Nola left the game after finishing the 7th inning with his 8th strikeout. He wouldn’t walk a batter after the very first he faced. And only in the 7th did he feel any heat on the bases, when Freese became the only Pirates runner to reach third. Joaquin Benoit and Hector Neris combined to make the 8th and 9th innings boring, which was fantastic. The two have recently been reliable. Let’s hope that keeps up.

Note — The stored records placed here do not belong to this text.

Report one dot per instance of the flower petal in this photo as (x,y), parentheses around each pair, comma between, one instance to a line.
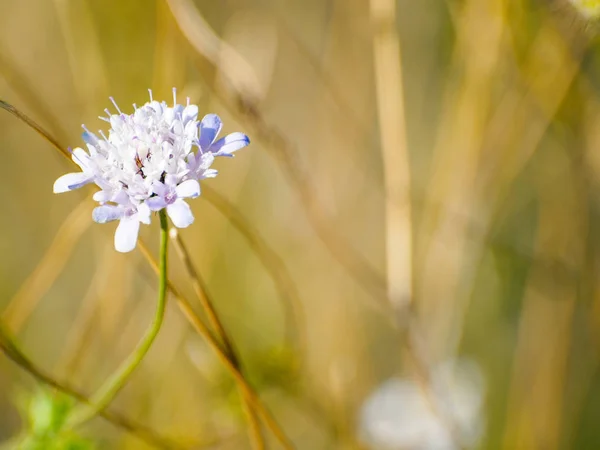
(209,129)
(103,196)
(210,173)
(189,188)
(71,181)
(205,162)
(190,113)
(143,213)
(159,188)
(126,234)
(180,213)
(107,213)
(229,144)
(156,203)
(81,158)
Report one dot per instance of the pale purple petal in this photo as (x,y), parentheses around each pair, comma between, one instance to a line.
(190,113)
(126,234)
(71,181)
(107,213)
(156,203)
(229,144)
(209,129)
(189,188)
(170,181)
(180,213)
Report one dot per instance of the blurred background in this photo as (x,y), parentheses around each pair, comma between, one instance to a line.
(406,256)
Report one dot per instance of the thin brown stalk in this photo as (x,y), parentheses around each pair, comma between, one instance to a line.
(49,268)
(186,308)
(11,350)
(206,42)
(394,151)
(81,331)
(201,291)
(204,331)
(19,115)
(272,262)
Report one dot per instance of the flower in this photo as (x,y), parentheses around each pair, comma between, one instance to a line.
(399,415)
(151,160)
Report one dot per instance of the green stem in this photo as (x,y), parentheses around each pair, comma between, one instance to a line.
(117,381)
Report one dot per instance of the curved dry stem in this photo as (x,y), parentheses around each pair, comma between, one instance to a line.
(202,329)
(206,42)
(48,269)
(11,350)
(19,115)
(272,262)
(17,80)
(185,306)
(201,291)
(80,331)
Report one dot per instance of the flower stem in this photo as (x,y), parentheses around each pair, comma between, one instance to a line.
(117,381)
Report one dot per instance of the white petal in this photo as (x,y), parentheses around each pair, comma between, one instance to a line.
(156,203)
(103,196)
(206,161)
(189,188)
(229,144)
(71,181)
(180,213)
(143,213)
(209,129)
(210,173)
(121,198)
(107,213)
(126,234)
(159,188)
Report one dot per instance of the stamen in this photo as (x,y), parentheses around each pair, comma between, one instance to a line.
(103,135)
(115,103)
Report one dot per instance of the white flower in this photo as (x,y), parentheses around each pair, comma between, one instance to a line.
(398,415)
(150,160)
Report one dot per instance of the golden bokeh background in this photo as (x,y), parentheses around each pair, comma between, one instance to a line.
(422,187)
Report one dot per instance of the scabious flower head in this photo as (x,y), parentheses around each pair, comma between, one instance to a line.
(151,159)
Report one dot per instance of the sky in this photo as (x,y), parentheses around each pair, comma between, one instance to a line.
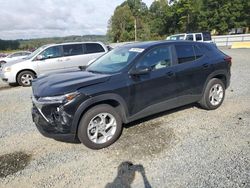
(26,19)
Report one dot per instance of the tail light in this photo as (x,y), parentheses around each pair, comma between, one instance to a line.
(228,59)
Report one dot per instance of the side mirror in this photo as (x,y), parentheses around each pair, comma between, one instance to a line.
(140,70)
(40,57)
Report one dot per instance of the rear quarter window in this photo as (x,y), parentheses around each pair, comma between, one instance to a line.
(93,48)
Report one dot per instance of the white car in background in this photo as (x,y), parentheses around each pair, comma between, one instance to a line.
(199,37)
(51,58)
(14,56)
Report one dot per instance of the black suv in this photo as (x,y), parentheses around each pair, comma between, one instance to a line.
(128,83)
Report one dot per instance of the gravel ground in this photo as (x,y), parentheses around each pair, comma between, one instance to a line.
(185,147)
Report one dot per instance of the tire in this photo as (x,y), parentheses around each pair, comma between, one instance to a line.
(24,78)
(213,95)
(93,124)
(13,84)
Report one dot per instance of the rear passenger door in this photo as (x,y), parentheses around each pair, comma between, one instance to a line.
(193,69)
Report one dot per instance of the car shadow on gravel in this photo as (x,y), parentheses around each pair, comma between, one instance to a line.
(126,175)
(161,114)
(147,137)
(7,87)
(13,162)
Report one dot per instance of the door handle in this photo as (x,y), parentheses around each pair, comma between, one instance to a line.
(170,74)
(205,66)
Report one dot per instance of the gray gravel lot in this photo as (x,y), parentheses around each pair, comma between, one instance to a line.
(185,147)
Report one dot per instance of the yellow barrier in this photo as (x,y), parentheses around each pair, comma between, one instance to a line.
(240,45)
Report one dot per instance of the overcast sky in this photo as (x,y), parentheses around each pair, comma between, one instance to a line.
(24,19)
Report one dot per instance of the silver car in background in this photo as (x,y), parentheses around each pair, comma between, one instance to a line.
(51,58)
(14,56)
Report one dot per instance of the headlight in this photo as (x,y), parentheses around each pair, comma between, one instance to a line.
(59,99)
(7,69)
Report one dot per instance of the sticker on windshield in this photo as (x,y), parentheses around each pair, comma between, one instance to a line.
(138,50)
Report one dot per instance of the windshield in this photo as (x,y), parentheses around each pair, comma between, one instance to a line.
(35,52)
(177,37)
(115,60)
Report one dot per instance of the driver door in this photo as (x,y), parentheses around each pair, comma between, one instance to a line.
(156,86)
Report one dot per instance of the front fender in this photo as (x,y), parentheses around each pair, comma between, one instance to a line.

Don’t look now but the Phillies have won 4 of their last 6 and 6 of their last 11. Have they finally figured out how to rise above a quad-A squad? The only way to find out is to keep watching.

Have a happy Fourth!

PS - Nick Williams picked up his first extra-base hit, a double he legged out on a hump-backed line drive into the shallow left-center gap. We’re still waiting to see his power show up, however.